What happens around renewal time

Hi,

Running CTW on my IIS
I noticed an issue with the SSL cert when it would of renewed.
I just happened to view my site on my phone and got an SSL warning when loading the site saying it was invalid.
I was on my short lunch break at the time so thought I would look at it properly when I got home after work.

When I got home the cert was fine and had renewed OK.

So had I just happen to view my site on my phone at the exact moment CTW had deleted the old cert and just before the new cert was in place?

Is there a way to renew the cert say the day before expiry to avoid this problem or is there a totally different problem.

The setting for Auto Renewal Interval(Days) is at 30. Is this correct?

Thanks for reading

I can’t think of a simple explanation for what you saw.

The normal expiration is 90 days for Let’s Encrypt. So you should always have 60-90 days left on your certificate when running Certify at those settings. If Certify encounters an unrecoverable error, or just isn’t running for some reason, Let’s Encrypt will start sending you emails a week in advance of the expiration.

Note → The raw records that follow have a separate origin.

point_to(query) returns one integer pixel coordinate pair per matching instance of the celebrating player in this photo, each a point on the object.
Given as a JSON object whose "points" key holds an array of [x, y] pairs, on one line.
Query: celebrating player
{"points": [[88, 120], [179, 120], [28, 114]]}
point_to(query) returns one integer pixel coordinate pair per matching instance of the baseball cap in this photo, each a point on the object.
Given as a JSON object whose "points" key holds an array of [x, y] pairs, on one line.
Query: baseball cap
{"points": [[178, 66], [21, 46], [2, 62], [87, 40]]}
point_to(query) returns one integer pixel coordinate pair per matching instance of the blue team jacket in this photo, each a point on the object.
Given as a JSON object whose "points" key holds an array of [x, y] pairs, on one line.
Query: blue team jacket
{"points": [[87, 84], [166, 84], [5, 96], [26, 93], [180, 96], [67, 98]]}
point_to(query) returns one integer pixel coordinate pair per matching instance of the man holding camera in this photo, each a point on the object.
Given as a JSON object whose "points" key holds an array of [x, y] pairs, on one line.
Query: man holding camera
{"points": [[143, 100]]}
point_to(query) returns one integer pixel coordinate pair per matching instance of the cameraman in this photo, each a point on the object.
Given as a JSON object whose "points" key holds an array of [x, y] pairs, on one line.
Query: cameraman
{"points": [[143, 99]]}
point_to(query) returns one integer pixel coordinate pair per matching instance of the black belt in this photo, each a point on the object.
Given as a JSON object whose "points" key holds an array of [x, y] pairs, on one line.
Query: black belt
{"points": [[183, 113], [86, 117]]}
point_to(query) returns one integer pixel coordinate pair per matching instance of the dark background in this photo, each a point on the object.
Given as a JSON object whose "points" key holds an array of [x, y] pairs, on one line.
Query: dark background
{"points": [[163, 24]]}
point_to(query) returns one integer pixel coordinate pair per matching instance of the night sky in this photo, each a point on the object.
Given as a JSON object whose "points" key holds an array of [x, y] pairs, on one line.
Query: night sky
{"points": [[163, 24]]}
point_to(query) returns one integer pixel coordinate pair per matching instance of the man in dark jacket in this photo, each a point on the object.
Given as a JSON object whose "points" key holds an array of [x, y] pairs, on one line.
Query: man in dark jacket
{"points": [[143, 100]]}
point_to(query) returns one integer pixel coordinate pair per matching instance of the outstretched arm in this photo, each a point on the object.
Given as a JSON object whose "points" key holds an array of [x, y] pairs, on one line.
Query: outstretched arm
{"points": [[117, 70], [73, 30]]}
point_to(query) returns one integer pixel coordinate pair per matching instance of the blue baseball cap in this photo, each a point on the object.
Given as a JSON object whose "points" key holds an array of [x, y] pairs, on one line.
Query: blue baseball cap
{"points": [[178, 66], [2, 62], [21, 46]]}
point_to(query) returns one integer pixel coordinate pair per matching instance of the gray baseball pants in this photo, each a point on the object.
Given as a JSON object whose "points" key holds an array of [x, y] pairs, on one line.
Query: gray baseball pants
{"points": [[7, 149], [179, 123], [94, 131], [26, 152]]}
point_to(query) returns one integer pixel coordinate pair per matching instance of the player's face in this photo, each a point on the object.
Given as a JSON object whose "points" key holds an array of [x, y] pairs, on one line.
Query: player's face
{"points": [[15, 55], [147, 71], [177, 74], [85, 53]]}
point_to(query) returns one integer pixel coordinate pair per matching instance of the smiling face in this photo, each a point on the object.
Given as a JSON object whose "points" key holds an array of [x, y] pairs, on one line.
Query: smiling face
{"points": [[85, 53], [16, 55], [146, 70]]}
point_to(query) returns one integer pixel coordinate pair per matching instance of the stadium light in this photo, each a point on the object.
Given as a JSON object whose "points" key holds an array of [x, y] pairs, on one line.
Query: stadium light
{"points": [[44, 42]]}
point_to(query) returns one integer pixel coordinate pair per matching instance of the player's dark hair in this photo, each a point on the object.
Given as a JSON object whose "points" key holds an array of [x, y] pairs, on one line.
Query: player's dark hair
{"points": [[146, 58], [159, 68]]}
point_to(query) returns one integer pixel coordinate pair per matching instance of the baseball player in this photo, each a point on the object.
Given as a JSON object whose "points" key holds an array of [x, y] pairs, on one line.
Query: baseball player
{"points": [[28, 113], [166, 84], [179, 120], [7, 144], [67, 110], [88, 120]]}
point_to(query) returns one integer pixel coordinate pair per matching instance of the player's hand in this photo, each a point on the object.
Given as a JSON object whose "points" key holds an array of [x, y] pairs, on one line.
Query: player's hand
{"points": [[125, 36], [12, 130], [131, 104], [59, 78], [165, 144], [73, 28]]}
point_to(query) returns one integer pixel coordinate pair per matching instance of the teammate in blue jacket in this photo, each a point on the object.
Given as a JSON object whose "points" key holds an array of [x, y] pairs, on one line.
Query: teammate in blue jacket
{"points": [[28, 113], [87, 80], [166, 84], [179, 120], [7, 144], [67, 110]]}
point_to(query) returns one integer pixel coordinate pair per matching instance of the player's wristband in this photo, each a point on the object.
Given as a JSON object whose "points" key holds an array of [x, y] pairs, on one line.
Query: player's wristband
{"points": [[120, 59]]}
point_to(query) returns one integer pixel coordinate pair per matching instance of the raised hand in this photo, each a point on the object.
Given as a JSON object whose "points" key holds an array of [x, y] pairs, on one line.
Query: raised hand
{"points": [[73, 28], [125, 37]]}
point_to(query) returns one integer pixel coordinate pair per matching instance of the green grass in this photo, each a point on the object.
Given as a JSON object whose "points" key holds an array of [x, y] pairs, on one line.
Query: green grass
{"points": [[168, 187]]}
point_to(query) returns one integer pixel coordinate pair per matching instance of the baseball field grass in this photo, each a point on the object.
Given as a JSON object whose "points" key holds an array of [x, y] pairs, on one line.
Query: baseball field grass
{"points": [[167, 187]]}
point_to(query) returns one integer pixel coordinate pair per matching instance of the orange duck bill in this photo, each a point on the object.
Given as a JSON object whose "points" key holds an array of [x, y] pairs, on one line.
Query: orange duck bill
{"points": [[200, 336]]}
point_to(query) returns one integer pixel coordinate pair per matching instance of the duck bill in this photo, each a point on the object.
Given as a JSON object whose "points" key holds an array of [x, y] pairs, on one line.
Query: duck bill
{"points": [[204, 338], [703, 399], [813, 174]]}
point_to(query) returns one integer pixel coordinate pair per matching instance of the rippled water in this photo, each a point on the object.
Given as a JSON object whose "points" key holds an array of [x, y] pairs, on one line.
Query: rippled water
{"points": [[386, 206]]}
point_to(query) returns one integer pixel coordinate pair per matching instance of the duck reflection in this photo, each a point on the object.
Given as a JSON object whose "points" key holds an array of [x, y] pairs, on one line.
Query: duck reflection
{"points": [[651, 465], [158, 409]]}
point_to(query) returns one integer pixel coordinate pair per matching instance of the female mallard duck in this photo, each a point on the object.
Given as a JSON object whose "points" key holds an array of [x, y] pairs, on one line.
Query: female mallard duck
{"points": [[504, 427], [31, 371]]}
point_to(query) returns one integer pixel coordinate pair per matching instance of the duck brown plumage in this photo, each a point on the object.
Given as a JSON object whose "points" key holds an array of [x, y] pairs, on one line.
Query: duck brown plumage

The old certificate is not deleted before the switchover… but I can’t say I know how Certify kicks IIS into replacing the certificate. Work process recycling is pretty smooth on IIS in my experience but maybe it takes more than that to change certificates. Primarily I don’t use Certify with IIS, so I don’t scrutinize that process.

Hmm, interesting! I haven’t seen this before but there is an outside chance bindings were in a mixed state (there’s a bunch of gotchas if you ever use IP specific SSL bindings, instead of SNI, for instance).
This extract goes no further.